Horvitz & Levy successfully petitioned the Ninth Circuit for a writ of mandamus, obtaining reversal of a bankruptcy court’s decision compelling our clients’ remote testimony.
John and Poshow (Ann) Kirkland were defendants in an adversary proceeding pending in bankruptcy court for the Central District of California. In essence, John made a secured loan to a former client (EPD), which later had an involuntary bankruptcy filed against it. The adversary proceeding filed by the bankruptcy trustee sought, among other things, to invalidate the loan and to declare the claim equitably subordinated to all other claims in the bankruptcy estate.
The bankruptcy court ordered both Kirklands to testify at trial by Zoom at an upcoming trial against Ann in the adversary proceeding. The Kirklands moved to quash the trial subpoenas because the subpoenas violated the geographical limitations set forth in Federal Rule of Civil Procedure 45(c)(1).

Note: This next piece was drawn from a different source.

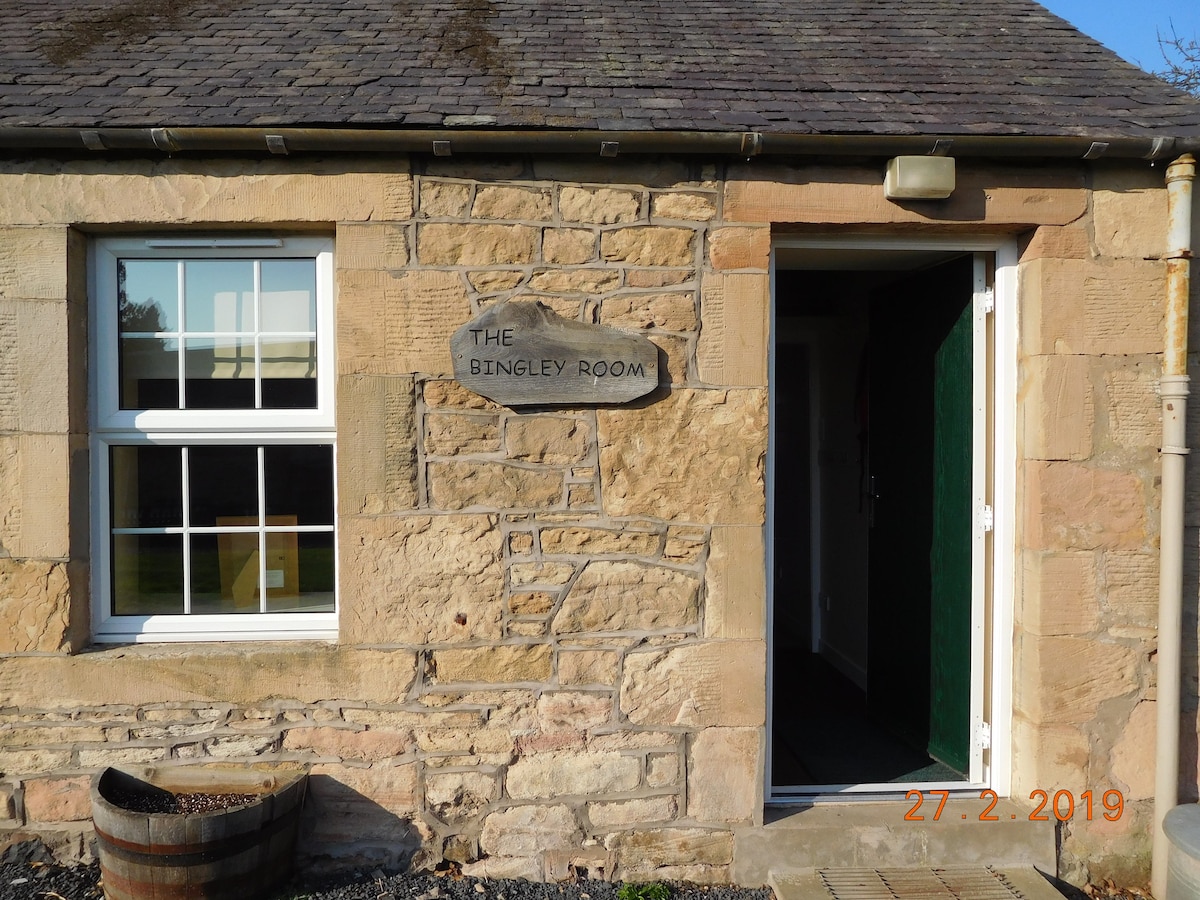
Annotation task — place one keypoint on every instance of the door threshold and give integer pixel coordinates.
(808, 795)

The bankruptcy court denied the motion on the grounds that, under Rule 43(a), good cause and compelling circumstances warranted ordering our clients’ remote testimony. Horvitz & Levy then petitioned the Ninth Circuit for a writ of mandamus directing the bankruptcy court to quash the trial subpoenas. In a published opinion on an issue of first impression, the Ninth Circuit agreed with our position and directed the bankruptcy court to quash the subpoenas. The court concluded that despite changes in technology and professional norms, the subpoena power in federal courts has not changed and does not except remote appearances from the geographical limitations on the power to compel a witness to appear and testify at trial.